Let us consider sampling over $N$ objects in a bowl. $Q$ sampling attempts are made, each attempt consisting in picking $K_i\leq N$ objects, with $i = 1,\dots, Q$. After each attempt, the objects are put back in the bowl.
How to calculate the probability that, after the $Q$ attempts, each object of the bowl has been picked at least once?
For example, let us assume $N$=4, $Q$=2, $K_1$=2, $K_2$=3. Let us denote the objects as (1,2,3,4). In the first attempt, there are ${4}\choose{2}$ = 6 possibilities, i.e. ((1,2) (1,3) (1,4), (2,3), (2,4), (3,4)). In the second attempt, there are ${4}\choose{3}$ = 4 possibilities, i.e. ((1,2,3), (1,2,4), (1,3,4), (2,3,4)). The set of all possible combinations is therefore given by $6 \cdot 4$=24 combinations. From inspection, I can see that 12 combinations out of the 24, are those who cover all the 4 elements. Therefore result is 12/24=1/2. But how to come up with a general formula??
This answer doesn't answer the general question. It only covers the special case Q=2 that OP asked for in a comment.
When $Q=2$ we have two attempts $K1$ and $K2$ where $1<=K1<=N$ and $1<=K2<=N$. Further, $K1+K2>=N$.
In the first attempt $K1$ unique numbers will be picked.
In the second attempt there will be $N-K1$ unique numbers and $K1$ duplicates (of the first attempt) to pick from. Further it's know that $K2 >= N-K1$.

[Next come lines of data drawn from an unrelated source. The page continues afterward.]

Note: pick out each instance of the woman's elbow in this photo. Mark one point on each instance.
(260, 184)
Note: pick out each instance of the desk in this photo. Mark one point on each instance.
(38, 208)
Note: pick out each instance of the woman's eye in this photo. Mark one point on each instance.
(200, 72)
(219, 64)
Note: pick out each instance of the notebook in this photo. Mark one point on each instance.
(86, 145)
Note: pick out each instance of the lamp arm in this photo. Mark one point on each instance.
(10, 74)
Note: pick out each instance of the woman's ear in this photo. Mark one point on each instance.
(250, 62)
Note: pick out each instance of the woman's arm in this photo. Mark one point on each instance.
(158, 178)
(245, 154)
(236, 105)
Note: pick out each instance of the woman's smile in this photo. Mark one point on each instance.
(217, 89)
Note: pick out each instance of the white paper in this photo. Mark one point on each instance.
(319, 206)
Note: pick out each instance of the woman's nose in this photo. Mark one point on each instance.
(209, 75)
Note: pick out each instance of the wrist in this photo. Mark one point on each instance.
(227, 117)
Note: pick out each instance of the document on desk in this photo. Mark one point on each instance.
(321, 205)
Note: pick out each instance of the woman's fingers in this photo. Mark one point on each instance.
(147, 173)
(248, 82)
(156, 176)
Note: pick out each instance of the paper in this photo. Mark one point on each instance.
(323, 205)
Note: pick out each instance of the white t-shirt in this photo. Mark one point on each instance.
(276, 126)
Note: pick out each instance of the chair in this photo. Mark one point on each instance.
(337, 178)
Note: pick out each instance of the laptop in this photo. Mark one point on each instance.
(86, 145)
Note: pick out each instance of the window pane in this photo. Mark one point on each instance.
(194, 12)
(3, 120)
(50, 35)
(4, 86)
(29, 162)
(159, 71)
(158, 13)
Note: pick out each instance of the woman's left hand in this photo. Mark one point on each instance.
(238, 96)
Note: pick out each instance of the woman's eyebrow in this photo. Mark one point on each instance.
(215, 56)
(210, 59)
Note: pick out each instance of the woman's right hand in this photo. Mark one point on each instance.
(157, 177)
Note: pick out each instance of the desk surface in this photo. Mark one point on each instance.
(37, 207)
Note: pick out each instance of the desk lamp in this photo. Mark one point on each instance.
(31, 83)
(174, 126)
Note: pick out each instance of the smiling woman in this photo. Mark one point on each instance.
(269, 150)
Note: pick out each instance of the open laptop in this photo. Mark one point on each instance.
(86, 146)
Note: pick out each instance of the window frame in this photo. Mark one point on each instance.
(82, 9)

So for the whole experiment to be a succes, we must pick all $N-K1$ unique numbers in the $K2$ picks. The number of combinations giving succes is then found as:
$$NumberOfCombinationGivingSucces = \binom{K2}{N-K1}$$
Now consider the case where $K2>=K1$
In this case the number of duplicates picked in the second attempt will be in the range "NumbersToPick - NumberOfUniqueNumbers" to "NumbersOfDuplicates". Or as a formula the range is from $K2-(N-K1)$ to $K1$. So we can calculate the total number of combinations like:
$$TotalNumberOfCombinations = \sum_{i=K2-(N-K1)}^{K1}{\binom{K2}{i}}$$
So with the restrictions a) $Q=2$ b) $K1+K2>=N$ and c) $K2>=K1$ the probability of picking all N numbers in the two attempts $K1$ and $K2$ is:
$$P = \frac{\binom{K2}{N-K1}}{\sum_{i=K2-(N-K1)}^{K1}{\binom{K2}{i}}}$$
Using the same principle the case $K2<K1$ can be calculated.